The Suicide of Thought (Part Seven)
Part Seven: Black Robes and White Labcoats
The second source of prestige for the physical sciences was that no judgment calls were allegedly involved. Let me digress to mention that in most languages there is a distinction between two types of knowledge that English does not distinguish: in French savoir and connaître are distinct, and in German kennen, is distinct from wissen.
Kennen or connaître means personal acquaintance. Wissen or savoir is book learning.
The closest we have in English is the difference between knowledge, a matter of memorizing facts, and wisdom, a matter of getting to know someone or something. One is brainwork, the other is familiarity won through experience.
The best way to explain the distinction is to use the example of a debate between scientists over a scientific issue, and a judge on the bench debating a legal issue, a matter of guilt or innocence, a judgment of which witnesses are lying, what evidence is admissible, what case is relevant as precedent.
Scientists need knowledge. They learn facts. Judges need wisdom. They acquaint themselves with the law, the caselaw, the case at hand, the reliability of the evidence, and the demeanor of the witnesses.
Scientist artificially restrict themselves to subject matters open to the measurement of matter in motion, and with the elegance and the robustness of the model. Nothing of final cause, purpose, intent of the motions is discussed.
It is it an intuitive axiom without which science is impossible that atoms and stars act and move due to external forces, and have no free will.
Likewise, when judges ponder the guilt or innocence where the intent of the accused is an element of the crime, it is an intuitive axiom without which legal reasoning is impossible that men in their right minds act and move according to their free will, that they are responsible for their actions, and have the power and duty to resist temptations inclining them to crime, howsoever strong.
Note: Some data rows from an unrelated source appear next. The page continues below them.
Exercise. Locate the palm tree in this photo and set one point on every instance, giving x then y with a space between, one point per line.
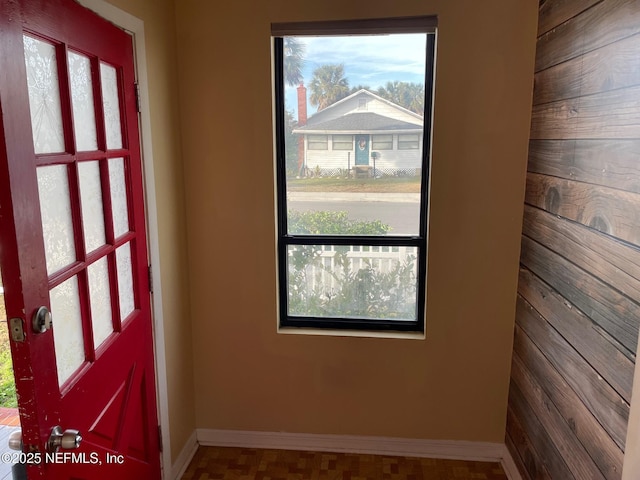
407 95
328 85
293 51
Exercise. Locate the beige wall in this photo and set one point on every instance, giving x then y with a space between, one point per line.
159 22
454 384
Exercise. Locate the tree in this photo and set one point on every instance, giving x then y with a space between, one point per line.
293 51
407 95
328 85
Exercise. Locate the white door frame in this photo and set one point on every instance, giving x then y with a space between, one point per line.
135 27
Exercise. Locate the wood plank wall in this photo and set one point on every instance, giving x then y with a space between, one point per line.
578 305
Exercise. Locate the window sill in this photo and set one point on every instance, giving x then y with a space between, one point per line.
351 333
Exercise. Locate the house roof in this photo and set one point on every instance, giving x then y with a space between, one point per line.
360 93
364 122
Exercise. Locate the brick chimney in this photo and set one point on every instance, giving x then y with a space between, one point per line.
302 120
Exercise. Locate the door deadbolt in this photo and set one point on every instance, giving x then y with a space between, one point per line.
42 320
67 440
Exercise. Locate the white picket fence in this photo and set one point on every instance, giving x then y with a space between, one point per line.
324 274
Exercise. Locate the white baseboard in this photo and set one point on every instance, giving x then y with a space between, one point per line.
509 465
446 449
184 459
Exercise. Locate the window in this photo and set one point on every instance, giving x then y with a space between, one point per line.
342 142
354 264
382 142
408 142
318 142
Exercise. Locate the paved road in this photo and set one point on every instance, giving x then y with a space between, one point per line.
400 213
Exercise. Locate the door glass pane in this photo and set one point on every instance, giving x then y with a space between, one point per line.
84 123
111 104
44 96
100 296
67 328
125 280
57 224
118 196
349 281
341 127
92 210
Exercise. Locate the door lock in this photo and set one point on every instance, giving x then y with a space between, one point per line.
67 440
42 320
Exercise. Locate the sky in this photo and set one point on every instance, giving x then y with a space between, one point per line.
368 60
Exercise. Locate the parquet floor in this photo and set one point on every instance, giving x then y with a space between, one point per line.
225 463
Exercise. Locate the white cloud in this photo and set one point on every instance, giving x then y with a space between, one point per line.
369 59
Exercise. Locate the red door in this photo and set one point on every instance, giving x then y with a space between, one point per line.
72 242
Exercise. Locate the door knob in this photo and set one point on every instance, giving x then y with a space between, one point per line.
42 320
15 440
67 440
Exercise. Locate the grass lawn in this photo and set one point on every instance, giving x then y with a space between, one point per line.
7 383
334 184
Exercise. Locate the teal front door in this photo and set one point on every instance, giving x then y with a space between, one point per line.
362 149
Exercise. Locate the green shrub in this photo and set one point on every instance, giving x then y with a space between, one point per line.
332 223
365 292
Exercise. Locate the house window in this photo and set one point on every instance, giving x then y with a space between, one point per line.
382 142
340 266
342 142
408 142
317 142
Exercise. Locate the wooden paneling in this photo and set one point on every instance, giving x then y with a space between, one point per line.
578 306
613 312
559 432
612 114
604 451
553 14
609 68
600 399
523 453
615 263
548 454
583 334
604 23
611 211
603 162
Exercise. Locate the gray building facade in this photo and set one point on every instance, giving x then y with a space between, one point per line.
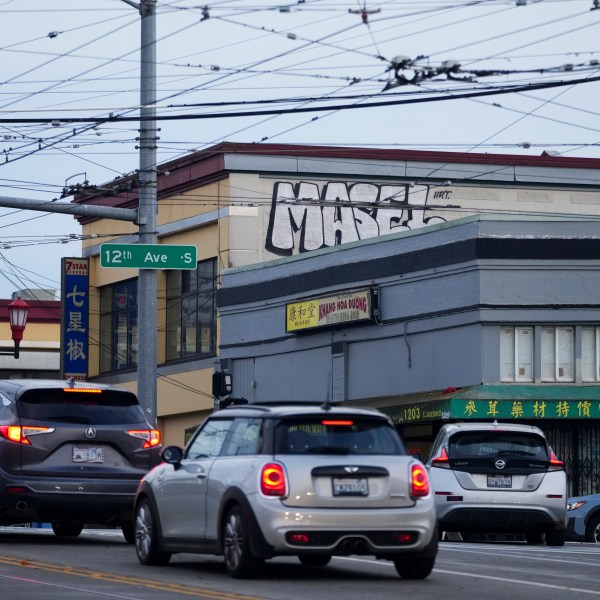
483 317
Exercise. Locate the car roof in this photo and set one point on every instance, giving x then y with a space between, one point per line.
298 409
17 386
452 428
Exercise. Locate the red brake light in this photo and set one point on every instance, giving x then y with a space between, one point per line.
419 481
441 460
20 435
152 436
273 481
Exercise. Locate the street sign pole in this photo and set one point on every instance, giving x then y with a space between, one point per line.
147 281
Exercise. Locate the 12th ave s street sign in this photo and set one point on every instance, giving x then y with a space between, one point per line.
148 256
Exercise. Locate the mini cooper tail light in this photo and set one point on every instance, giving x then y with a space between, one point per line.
419 481
273 481
555 464
151 436
441 460
20 435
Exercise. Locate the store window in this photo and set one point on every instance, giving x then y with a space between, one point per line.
558 356
119 326
191 311
516 354
590 353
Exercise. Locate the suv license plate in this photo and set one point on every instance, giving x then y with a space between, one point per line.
500 481
350 486
95 455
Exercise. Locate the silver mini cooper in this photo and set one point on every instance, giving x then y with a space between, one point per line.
310 481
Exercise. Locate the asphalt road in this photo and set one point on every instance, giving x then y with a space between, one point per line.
99 564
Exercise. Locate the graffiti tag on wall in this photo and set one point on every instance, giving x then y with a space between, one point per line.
307 216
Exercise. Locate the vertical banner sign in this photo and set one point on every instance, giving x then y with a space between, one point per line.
74 318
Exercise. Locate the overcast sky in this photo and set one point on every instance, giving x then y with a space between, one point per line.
71 59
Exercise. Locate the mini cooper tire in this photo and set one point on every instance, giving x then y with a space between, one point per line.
237 553
67 528
314 560
146 536
128 532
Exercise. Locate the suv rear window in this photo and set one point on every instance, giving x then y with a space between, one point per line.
337 435
490 444
106 407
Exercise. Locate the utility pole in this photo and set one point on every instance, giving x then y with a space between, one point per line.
148 208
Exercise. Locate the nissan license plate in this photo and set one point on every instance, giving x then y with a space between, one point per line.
500 481
89 455
350 486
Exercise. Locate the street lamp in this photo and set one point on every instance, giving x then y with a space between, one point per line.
17 314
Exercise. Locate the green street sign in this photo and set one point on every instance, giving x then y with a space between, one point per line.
148 256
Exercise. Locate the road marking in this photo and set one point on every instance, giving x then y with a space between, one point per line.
125 579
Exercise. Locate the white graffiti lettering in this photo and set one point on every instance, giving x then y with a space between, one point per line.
305 217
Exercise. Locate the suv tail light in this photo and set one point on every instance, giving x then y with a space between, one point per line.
273 481
555 464
419 481
441 460
20 435
152 436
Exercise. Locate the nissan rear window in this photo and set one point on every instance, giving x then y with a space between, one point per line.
107 407
337 435
492 444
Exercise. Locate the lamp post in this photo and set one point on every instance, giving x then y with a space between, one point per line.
17 314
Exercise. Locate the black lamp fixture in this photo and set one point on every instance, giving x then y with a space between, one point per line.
18 311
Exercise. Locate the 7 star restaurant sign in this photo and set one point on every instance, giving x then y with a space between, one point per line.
74 318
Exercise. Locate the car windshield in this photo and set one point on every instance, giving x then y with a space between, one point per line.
337 435
106 407
492 444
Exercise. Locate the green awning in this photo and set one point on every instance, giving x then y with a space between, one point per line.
506 402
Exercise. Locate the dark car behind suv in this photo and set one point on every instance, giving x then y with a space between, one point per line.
72 453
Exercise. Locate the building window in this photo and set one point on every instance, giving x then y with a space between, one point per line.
590 353
119 326
516 354
558 356
191 311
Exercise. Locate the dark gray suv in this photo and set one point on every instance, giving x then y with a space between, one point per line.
72 453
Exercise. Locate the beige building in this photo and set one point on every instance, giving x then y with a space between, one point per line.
241 204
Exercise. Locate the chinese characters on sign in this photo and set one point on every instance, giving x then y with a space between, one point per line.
330 310
457 408
74 318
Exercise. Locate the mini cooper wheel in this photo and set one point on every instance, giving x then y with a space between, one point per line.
314 560
146 536
128 532
239 560
67 528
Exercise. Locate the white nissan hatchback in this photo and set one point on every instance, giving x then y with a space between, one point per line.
498 478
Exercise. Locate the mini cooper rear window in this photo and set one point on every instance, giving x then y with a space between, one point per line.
491 444
337 435
109 407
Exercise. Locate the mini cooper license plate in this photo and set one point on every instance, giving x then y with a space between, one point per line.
350 486
500 481
93 455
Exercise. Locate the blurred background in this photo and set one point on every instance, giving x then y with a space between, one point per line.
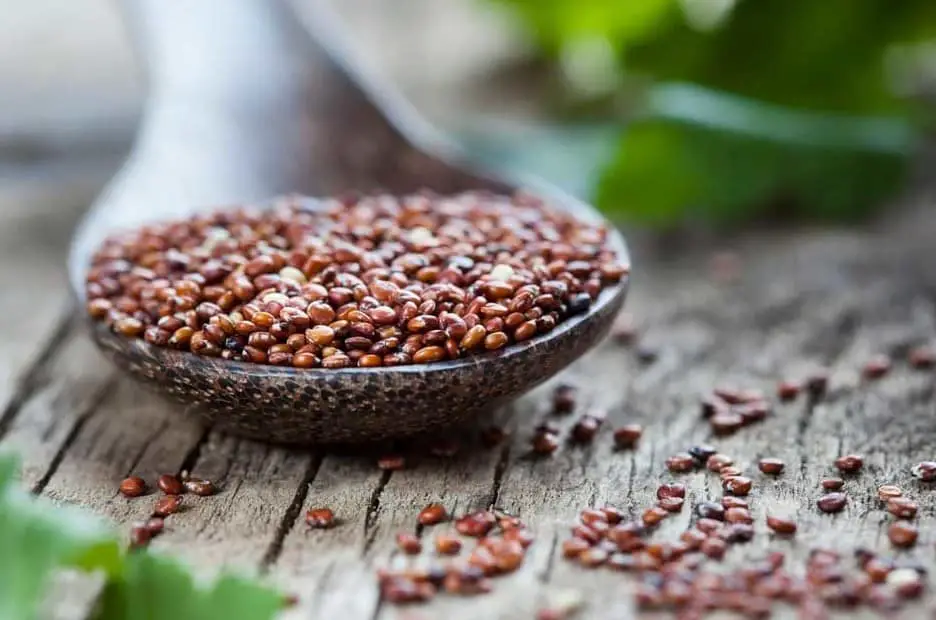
662 112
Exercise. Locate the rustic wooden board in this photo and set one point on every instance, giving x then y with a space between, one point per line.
806 299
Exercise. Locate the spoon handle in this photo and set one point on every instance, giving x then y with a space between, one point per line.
286 97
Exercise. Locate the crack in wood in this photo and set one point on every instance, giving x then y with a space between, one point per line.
546 575
373 510
290 516
192 456
500 469
36 375
99 398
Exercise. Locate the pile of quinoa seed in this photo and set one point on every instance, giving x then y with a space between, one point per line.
371 281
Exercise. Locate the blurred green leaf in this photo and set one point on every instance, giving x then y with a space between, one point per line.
666 170
776 101
155 588
37 537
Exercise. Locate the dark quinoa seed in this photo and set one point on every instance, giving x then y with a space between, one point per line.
711 510
350 283
737 485
564 398
832 502
702 453
320 518
887 492
432 514
200 486
680 463
925 471
627 436
849 464
781 525
170 484
134 486
671 490
771 466
902 508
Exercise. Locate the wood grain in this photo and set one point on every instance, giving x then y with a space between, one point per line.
815 298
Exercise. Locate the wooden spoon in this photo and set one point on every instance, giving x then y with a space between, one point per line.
247 102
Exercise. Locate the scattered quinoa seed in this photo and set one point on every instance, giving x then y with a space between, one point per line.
320 518
832 502
134 486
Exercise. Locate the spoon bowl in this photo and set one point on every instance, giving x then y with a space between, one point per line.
320 125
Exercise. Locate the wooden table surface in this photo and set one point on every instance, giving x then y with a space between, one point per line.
805 298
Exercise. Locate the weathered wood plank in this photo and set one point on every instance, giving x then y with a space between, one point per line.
241 525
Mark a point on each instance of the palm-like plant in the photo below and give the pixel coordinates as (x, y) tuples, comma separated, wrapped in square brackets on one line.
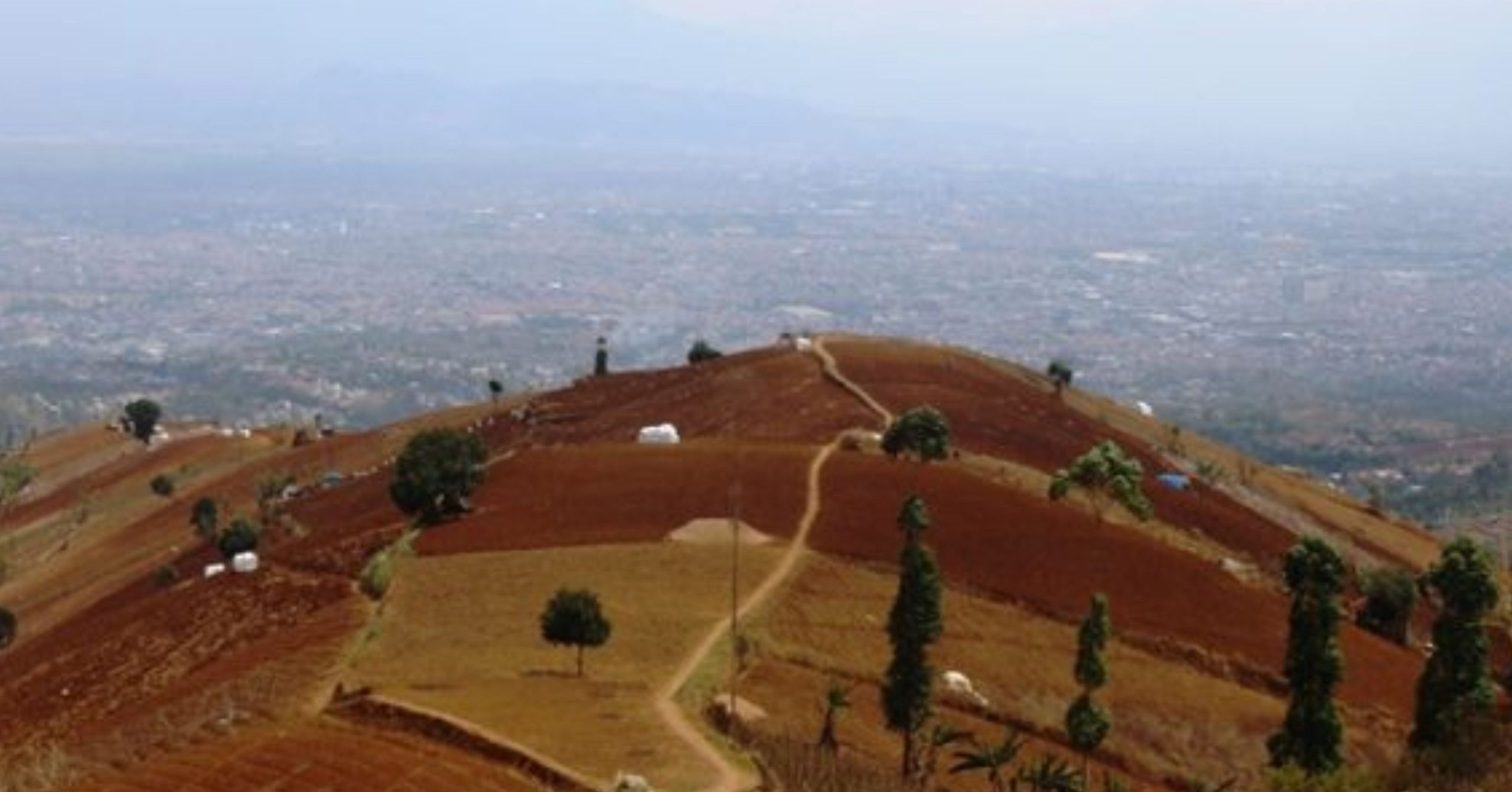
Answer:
[(991, 759), (940, 738), (836, 699), (1051, 774)]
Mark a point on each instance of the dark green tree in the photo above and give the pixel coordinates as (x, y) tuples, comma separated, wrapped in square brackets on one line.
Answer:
[(1390, 598), (141, 418), (8, 628), (1051, 774), (1109, 477), (573, 618), (1087, 723), (836, 700), (161, 485), (1456, 687), (206, 519), (923, 431), (436, 472), (992, 759), (912, 625), (1313, 734), (239, 537), (601, 357), (14, 480), (1059, 374), (702, 351)]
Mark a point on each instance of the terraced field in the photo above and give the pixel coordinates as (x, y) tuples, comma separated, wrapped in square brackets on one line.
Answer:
[(320, 756)]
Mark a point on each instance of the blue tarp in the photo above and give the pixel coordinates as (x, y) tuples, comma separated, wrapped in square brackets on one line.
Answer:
[(1174, 481)]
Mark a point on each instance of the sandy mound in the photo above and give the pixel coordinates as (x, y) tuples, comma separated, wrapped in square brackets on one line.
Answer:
[(716, 531)]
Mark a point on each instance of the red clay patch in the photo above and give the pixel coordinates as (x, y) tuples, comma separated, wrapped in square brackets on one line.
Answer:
[(1051, 557)]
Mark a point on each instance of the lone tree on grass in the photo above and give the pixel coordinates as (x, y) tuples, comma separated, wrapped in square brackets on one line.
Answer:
[(700, 351), (912, 626), (923, 431), (1059, 374), (206, 519), (573, 618), (141, 418), (1455, 688), (161, 485), (436, 472), (1109, 477), (836, 700), (239, 537), (1311, 735), (1390, 598), (1087, 723), (6, 628), (601, 357)]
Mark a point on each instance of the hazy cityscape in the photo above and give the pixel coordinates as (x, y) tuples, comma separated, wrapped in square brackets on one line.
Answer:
[(1322, 317)]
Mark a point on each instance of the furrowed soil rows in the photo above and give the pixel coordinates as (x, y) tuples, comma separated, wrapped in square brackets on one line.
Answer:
[(1053, 558)]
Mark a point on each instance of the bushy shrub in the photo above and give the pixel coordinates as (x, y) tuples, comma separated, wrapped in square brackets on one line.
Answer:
[(700, 351), (1390, 596), (239, 537), (162, 485), (8, 626), (165, 576), (377, 575)]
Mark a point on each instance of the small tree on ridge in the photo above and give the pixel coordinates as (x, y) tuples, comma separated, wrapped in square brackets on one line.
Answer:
[(141, 418), (1109, 477), (1456, 685), (573, 618), (436, 474), (912, 625), (1087, 723), (1313, 735), (923, 431)]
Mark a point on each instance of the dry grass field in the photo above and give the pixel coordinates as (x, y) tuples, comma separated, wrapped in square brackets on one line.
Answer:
[(460, 634), (318, 756), (1171, 720), (572, 501)]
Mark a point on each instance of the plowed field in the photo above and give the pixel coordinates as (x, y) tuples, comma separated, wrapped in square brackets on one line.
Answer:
[(1171, 718), (1050, 557), (622, 493), (325, 756), (761, 395), (94, 674), (460, 634), (1021, 419)]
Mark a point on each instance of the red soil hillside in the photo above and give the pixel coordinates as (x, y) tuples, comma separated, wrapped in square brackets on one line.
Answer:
[(599, 495), (773, 393), (1025, 549), (105, 653), (1012, 413)]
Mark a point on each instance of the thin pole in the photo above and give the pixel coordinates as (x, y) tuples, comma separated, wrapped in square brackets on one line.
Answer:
[(735, 598)]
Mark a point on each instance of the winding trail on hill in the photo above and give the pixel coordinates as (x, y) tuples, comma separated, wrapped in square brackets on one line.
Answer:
[(731, 777), (833, 372)]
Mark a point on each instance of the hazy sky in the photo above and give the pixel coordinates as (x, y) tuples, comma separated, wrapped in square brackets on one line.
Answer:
[(1420, 76)]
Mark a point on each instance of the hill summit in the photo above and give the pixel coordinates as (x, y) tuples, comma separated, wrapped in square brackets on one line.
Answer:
[(366, 652)]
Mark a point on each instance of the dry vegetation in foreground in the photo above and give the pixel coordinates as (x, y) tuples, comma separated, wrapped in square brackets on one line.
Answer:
[(1169, 718), (462, 635)]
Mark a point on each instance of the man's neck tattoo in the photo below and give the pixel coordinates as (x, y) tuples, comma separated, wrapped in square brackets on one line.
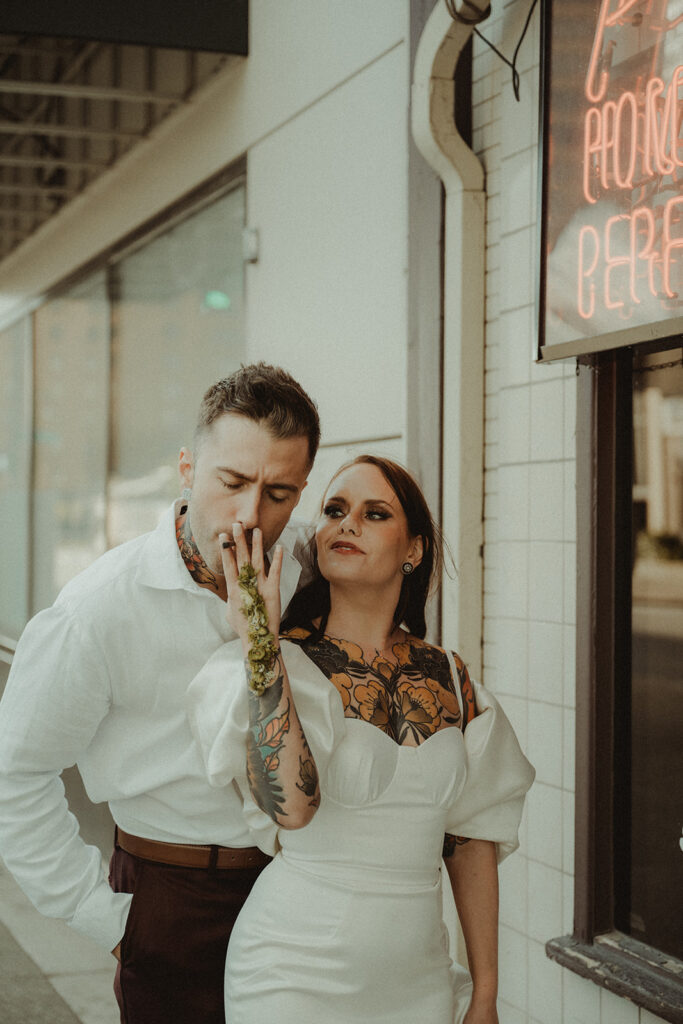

Please note that in debates about these philosophical matters, no one bothers to explain why the axioms of scientific reasoning are regarded as unquestionable, even when applied to non-scientific questions; whereas the axioms of legal reasoning are regarded as dubious or absurd. Please note also that scientific reasoning applies only to a deliberately limited set of circumstances, that is, matter in motion; whereas we all use legal reasoning daily, including when weighing the pros and cons of a philosophical question like this one.